Commenting on one of my L-methylfolate posts last night, a chipur reader was good enough to share information regarding his bout with depression, chronic fatigue syndrome, and exercise intolerance.

So that got me to thinkin’…

Chronic Fatigue Syndrome

Chronic Fatigue Syndrome (CFS) is a mysterious load of misery. It’s characterized by extreme fatigue that’s often exacerbated by physical, emotional, and mental activity. And the problem is – it doesn’t resolve with rest.

Symptoms of CFS may peak and stabilize early in its presentation – then come and go over time. Complete recovery is a possibility; however, many sufferers get progressively worse.

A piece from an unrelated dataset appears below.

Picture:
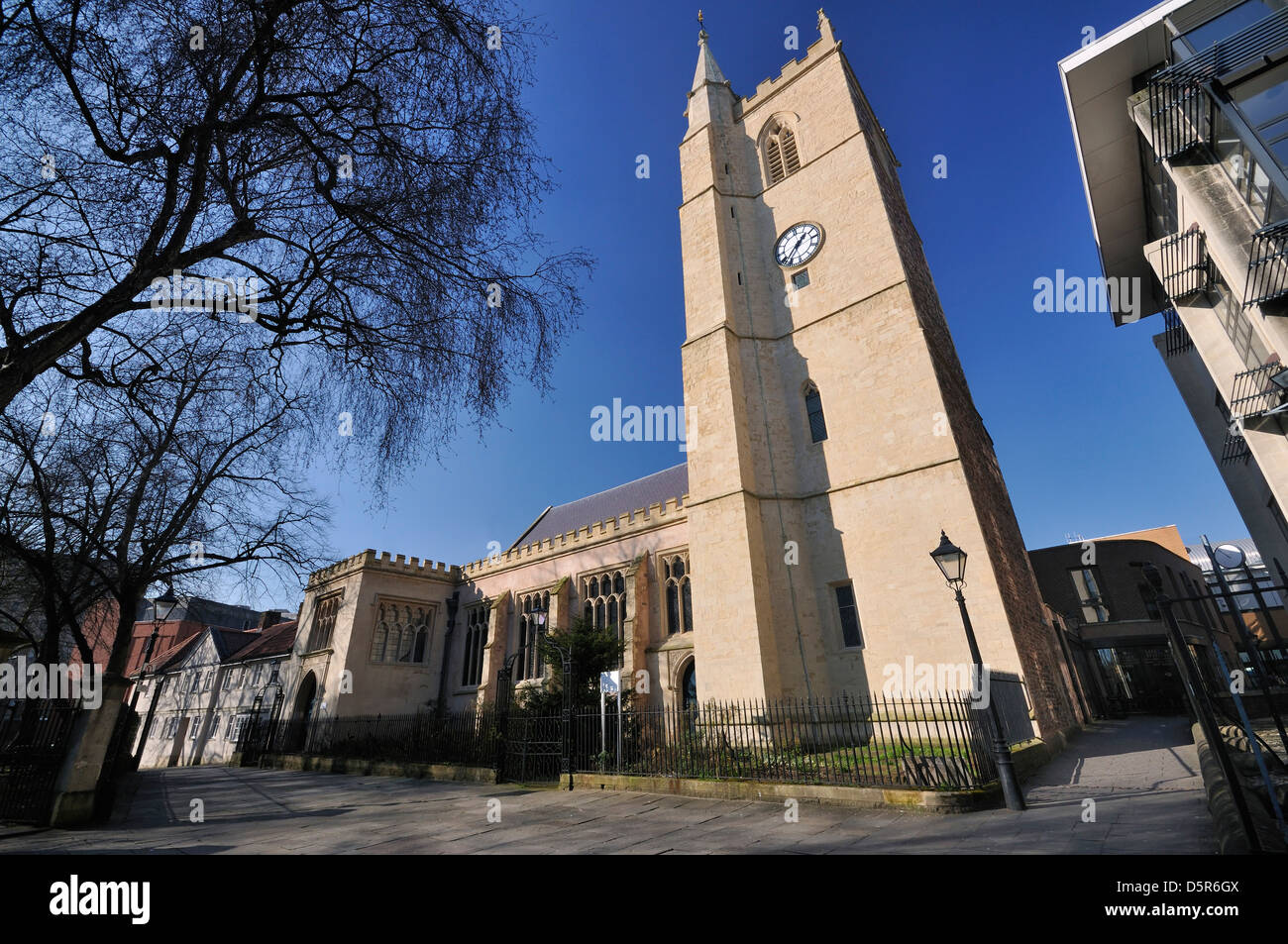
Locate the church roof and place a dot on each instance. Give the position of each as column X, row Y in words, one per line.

Should you suspect you have CFS, get to a physician as soon as possible. If you, indeed, have it your chances of managing it well – or remission – are greater. If it isn’t CFS, early diagnosis and treatment are essential.

“What does CFS look like?”

The signs and symptoms of CFS are all over the board – and there’s no detectable pattern. Here are its primary symptoms…

  • Fatigue
  • Sore throat
  • Mildly enlarged and painful lymph nodes in the neck and armpits
  • Muscle pain with no explanation
  • Pain that moves from one joint to another with no swelling or redness
  • Headache – a new type, severity, or pattern
  • Unrefreshing sleep
  • Over-the-top exhaustion lasting for more than 24 hours after physical, emotional, or mental exercise

Other common signs and symptoms…

Chest pain, diarrhea, abdominal pain, dizziness and balance issues, chronic cough, allergies or sensitivities to foods and other stimuli, bloating, shortness of breath, weight loss/gain, visual disturbances, morning stiffness, chills/night sweats, irregular heartbeat, depression, irritability, anxiety, panic, and more.

“Who’s more likely to get it?”

Sorry, ladies. Although gender isn’t a proven risk factor, the record shows you’re at least four times more likely to get CFS than us guys. But that may actually be a good thing – it may be because you’re more apt to report symptoms and seek treatment.

Though CFS can present at any age, it’s more likely to strike those in their 40s and 50s.

“What causes CFS, anyway?”

No one really knows. But here are a few ideas…

  • Iron deficiency anemia
  • Impaired cellular metabolism
  • Depression
  • Viral infection
  • Immune system dysfunction
  • Hypoglycemia
  • An autoimmune process
  • History of allergies
  • Changes in levels of hormones generated by the activity of the HPA axis (I’m thinking especially cortisol)

“Is there a test?”

Unfortunately, there’s no test for CFS. And that means a diagnosis is grounded in signs, symptoms, and exclusion. So it’s all about rule-outs, and the biggies are…

Hypothyroidism, sleep apnea, depression, eating disorders, a relapse of a previously treated illness, substance abuse, and severe obesity (BMI: 40+).

“How is it treated?”

There’s no specific treatment for CFS. So that means physicians and counselors typically recommend a combination of strategies and techniques to manage symptoms. These may include…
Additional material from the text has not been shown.